For the 2007–08 season, he signed with the Italian club Sutor Montegranaro. For the 2008–09 season, he moved to Virtus Bologna, also of Italy. With Bologna, he won the 2008–09 FIBA EuroChallenge.

On September 18, 2009, he signed with Spartak Saint Petersburg. On November 16, 2009, he parted ways with Spartak. On January 10, 2010, he returned to Italy, and signed with Basket Club Ferrara, for the rest of the season. On July 19, 2010, he returned to his former team. Sutor Montegranaro. for the 2010–11 season.

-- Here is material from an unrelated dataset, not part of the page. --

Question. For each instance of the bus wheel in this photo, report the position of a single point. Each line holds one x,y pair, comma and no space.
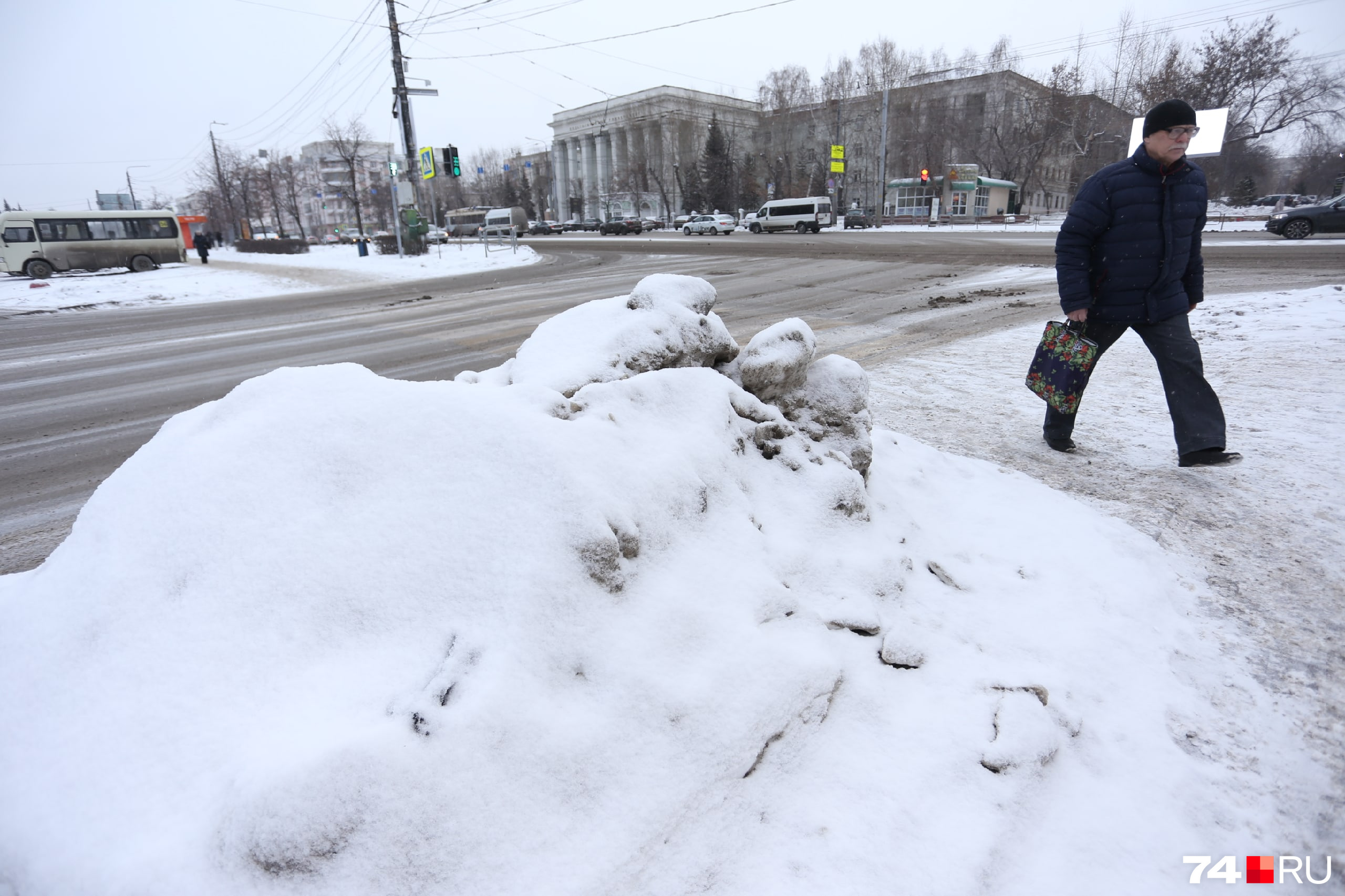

On July 21, 2011, he signed with Bayern Munich. However, he left the team during the pre-season. In February 2012, he joined the Erie BayHawks of the NBA D-League, but left after only 6 games.

On August 20, 2012, he signed with the German club Brose Baskets. With Brose Baskets, he won the 2012–13 Bundesliga, and the 2013 BBL Champions Cup. On July 29, 2013, he re-signed with Brose for one more season.

On June 30, 2014, he signed a one-year deal with Paris-Levallois. On April 16, 2015, he was named to the All-EuroCup Second Team, after averaging 15.1 points and 8.8 rebounds per game.

On July 24, 2015, he signed with Acıbadem Üniversitesi of the Turkish Basketball Second League. On August 3, 2016, he re-signed with Acıbadem Üniversitesi for one more season.